For an integrator the gain is equal to -Xc/R
where Xc is the impedance of the cpacitor and R is the input resistor.
What i dont understand from my notes is when this is applied to the gain error formula mentioned above.

This is expressed as:
(1/2∏fRc)[1/(1+1/[2∏fR'C])]

where R' is the parallel resistant of the input resistor and the input differential input impedance of the opamp.
The reason why I dont understand this is because this expression is mathematically not equivalent to the first expression for the response of an opamp. So how is this valid? This would make sense to me if R' was used in the above expression in place of R on the left.

Could someone please explain this to me

2. ### mentaaal Thread Starter Senior Member

Oct 17, 2005
451
0
its ok guys i figured out what my problem was here. Its just that Aol gets multiplied by the parallel resistance which is where the R' comes from. Thanks anyway!

3. ### mentaaal Thread Starter Senior Member

Oct 17, 2005
451
0
Sorry guys, i thought i had this understood but i dont!

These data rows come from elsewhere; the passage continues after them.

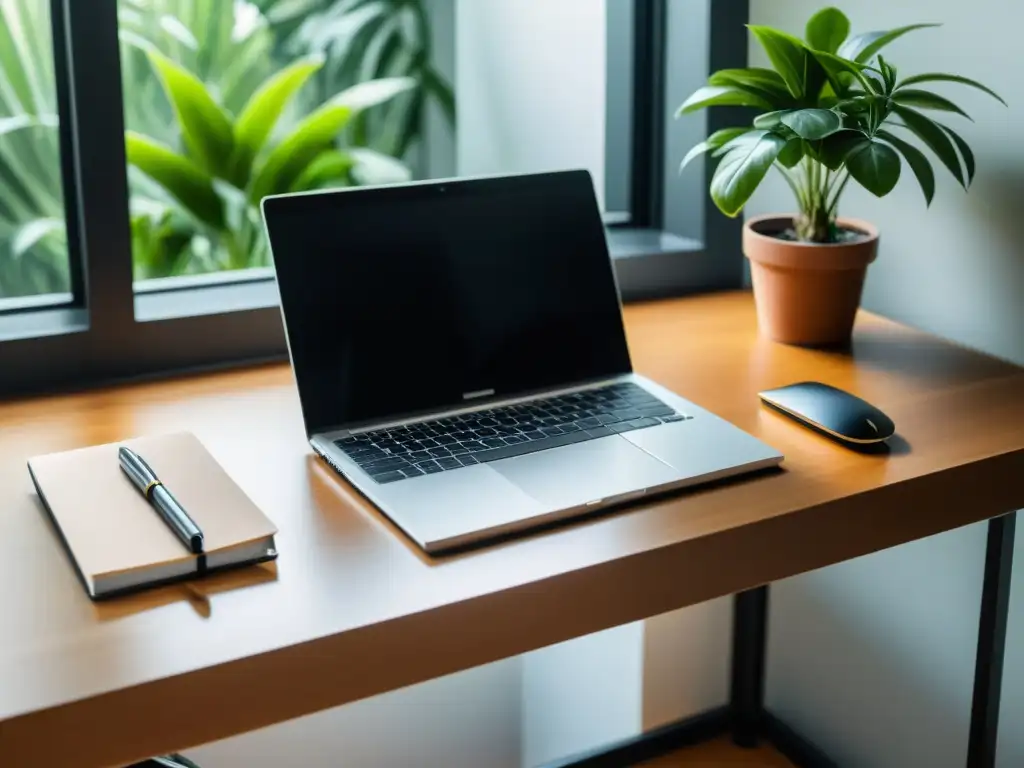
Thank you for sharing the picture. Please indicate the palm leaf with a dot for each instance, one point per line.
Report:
(317, 131)
(189, 184)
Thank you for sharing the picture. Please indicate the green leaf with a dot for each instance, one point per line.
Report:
(316, 133)
(938, 141)
(827, 29)
(326, 167)
(714, 141)
(793, 153)
(787, 55)
(862, 47)
(833, 152)
(841, 72)
(182, 178)
(31, 232)
(927, 100)
(875, 165)
(764, 83)
(205, 127)
(262, 112)
(812, 124)
(919, 164)
(770, 119)
(965, 151)
(742, 168)
(888, 74)
(712, 95)
(937, 77)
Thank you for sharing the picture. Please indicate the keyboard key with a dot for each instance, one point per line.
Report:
(369, 457)
(657, 410)
(627, 415)
(529, 448)
(635, 424)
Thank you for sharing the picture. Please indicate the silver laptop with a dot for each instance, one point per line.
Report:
(461, 358)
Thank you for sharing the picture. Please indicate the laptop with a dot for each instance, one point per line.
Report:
(461, 358)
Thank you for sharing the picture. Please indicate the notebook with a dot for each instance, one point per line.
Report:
(117, 541)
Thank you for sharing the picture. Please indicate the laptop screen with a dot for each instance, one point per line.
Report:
(407, 299)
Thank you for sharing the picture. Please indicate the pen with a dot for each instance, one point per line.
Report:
(166, 505)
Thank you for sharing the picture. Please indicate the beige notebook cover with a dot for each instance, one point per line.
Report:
(118, 541)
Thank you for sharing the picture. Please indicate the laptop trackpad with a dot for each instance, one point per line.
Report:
(586, 472)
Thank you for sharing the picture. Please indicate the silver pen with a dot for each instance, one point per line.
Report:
(161, 499)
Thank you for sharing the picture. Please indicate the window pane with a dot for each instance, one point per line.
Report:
(532, 83)
(228, 101)
(33, 241)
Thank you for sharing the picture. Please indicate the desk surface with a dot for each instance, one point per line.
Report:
(351, 609)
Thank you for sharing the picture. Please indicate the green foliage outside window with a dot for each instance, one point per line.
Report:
(224, 101)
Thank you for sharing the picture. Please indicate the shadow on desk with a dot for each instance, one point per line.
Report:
(198, 592)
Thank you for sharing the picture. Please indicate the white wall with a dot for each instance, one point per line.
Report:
(875, 658)
(530, 84)
(467, 720)
(582, 693)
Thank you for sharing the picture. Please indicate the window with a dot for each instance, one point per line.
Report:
(34, 265)
(137, 136)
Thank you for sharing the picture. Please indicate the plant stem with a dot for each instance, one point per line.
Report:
(794, 183)
(834, 205)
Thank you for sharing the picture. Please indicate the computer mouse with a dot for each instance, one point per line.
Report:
(832, 412)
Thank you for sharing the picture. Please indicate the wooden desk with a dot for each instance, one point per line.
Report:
(352, 609)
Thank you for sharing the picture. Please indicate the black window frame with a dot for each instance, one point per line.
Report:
(673, 242)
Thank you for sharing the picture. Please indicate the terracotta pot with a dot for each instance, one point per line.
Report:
(807, 293)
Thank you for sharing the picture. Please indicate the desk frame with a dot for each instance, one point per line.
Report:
(749, 721)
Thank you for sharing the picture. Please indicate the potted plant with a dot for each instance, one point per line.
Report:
(830, 110)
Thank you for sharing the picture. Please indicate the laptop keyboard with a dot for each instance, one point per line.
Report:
(457, 441)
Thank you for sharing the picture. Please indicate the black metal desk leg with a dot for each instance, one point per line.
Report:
(750, 635)
(991, 642)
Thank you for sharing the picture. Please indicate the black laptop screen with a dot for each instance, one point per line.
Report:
(404, 299)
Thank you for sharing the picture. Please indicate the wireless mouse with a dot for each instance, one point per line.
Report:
(832, 412)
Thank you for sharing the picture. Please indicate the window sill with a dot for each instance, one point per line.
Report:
(32, 323)
(204, 295)
(651, 263)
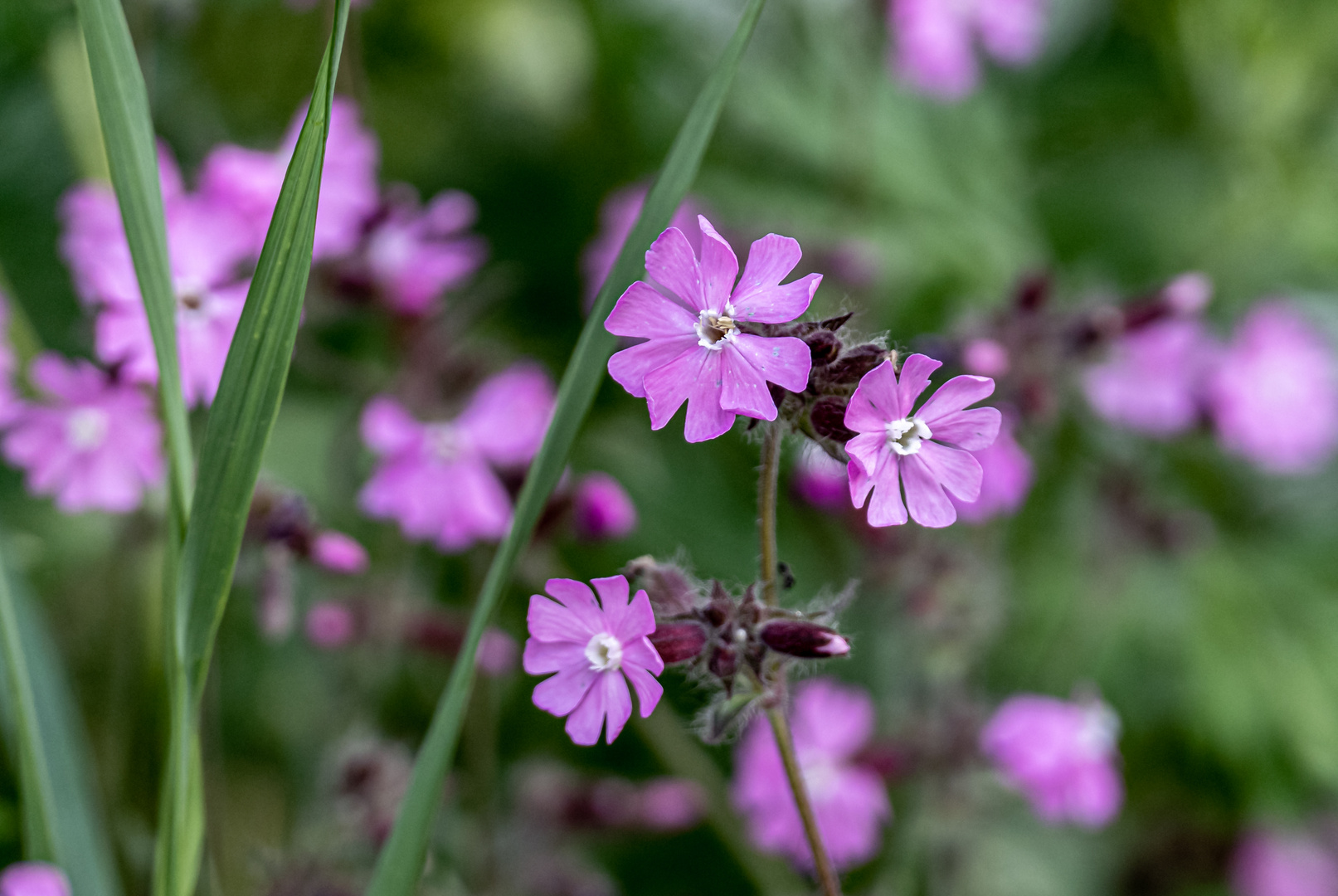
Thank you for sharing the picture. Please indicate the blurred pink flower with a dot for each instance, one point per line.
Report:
(93, 444)
(694, 351)
(1278, 864)
(1152, 382)
(207, 244)
(820, 479)
(438, 479)
(331, 625)
(1060, 754)
(1274, 393)
(594, 647)
(617, 216)
(1005, 479)
(415, 255)
(248, 181)
(602, 509)
(34, 879)
(934, 41)
(338, 553)
(830, 723)
(894, 444)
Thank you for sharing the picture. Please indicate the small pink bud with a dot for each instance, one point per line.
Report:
(338, 553)
(602, 509)
(331, 625)
(679, 640)
(34, 879)
(803, 638)
(985, 358)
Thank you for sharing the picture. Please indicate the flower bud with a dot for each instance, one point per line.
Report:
(829, 419)
(803, 638)
(679, 640)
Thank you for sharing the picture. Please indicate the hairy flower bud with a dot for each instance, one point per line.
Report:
(679, 640)
(803, 638)
(829, 419)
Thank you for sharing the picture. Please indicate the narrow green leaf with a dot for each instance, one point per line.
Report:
(129, 135)
(43, 733)
(401, 861)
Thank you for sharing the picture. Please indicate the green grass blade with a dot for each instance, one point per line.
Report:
(129, 135)
(62, 823)
(401, 861)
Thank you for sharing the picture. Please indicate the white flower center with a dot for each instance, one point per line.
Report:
(905, 436)
(86, 428)
(605, 653)
(715, 328)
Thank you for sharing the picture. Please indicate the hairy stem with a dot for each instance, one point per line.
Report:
(768, 478)
(827, 879)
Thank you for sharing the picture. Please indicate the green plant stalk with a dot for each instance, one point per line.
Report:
(129, 137)
(401, 861)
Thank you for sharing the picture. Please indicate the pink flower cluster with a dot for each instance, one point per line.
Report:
(439, 480)
(1060, 754)
(1272, 391)
(934, 41)
(831, 723)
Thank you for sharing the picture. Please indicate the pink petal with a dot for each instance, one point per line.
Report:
(877, 402)
(886, 507)
(567, 690)
(781, 360)
(669, 262)
(718, 266)
(543, 657)
(552, 622)
(925, 498)
(629, 367)
(648, 689)
(973, 430)
(956, 470)
(954, 395)
(912, 380)
(643, 312)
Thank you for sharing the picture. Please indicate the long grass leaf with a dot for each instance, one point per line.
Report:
(401, 861)
(129, 135)
(62, 820)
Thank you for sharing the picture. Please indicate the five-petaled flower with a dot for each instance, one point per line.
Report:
(698, 349)
(927, 451)
(596, 646)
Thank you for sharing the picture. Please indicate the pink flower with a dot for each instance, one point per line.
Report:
(415, 255)
(1152, 382)
(934, 39)
(94, 444)
(831, 723)
(602, 509)
(820, 479)
(331, 625)
(34, 879)
(338, 553)
(894, 444)
(694, 348)
(1274, 393)
(1005, 479)
(1060, 754)
(207, 244)
(249, 181)
(1279, 864)
(438, 479)
(594, 647)
(617, 217)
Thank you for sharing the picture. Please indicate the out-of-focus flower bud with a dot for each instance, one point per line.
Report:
(829, 419)
(669, 589)
(679, 640)
(803, 638)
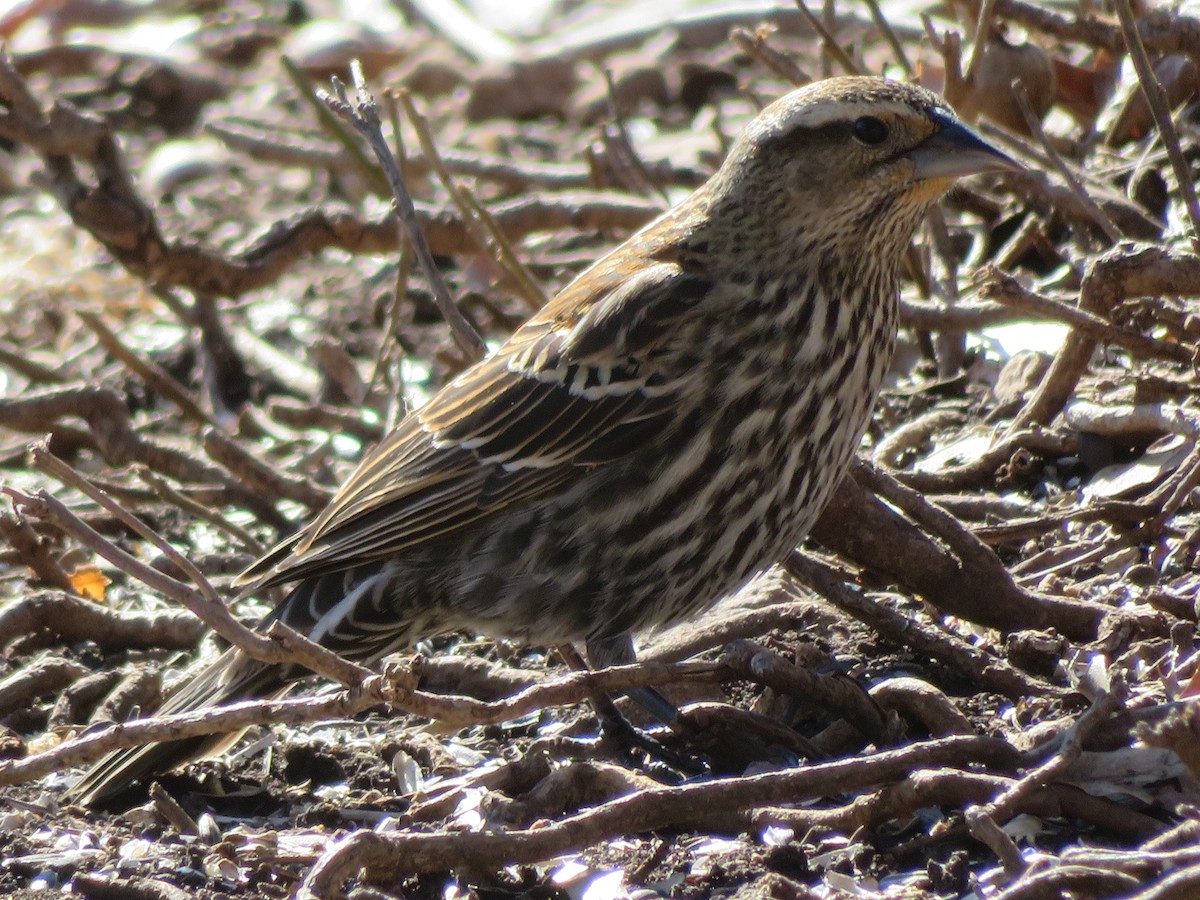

As mentioned above the characteristic feedback equation is:

Vout/Vin = 1/[β+1/Aol]

But the problem I am having is that when this model is used for a low frequency response for an integrator, the model is expressed like this:

Vout/Vin = 1/[β+1/Aol(R//Rd)]

Where Rd is the differential input impedance of the opamp.

But as mentioned in the above post, this is not algebraicly equivalent to the characteristic equation so how is it valid?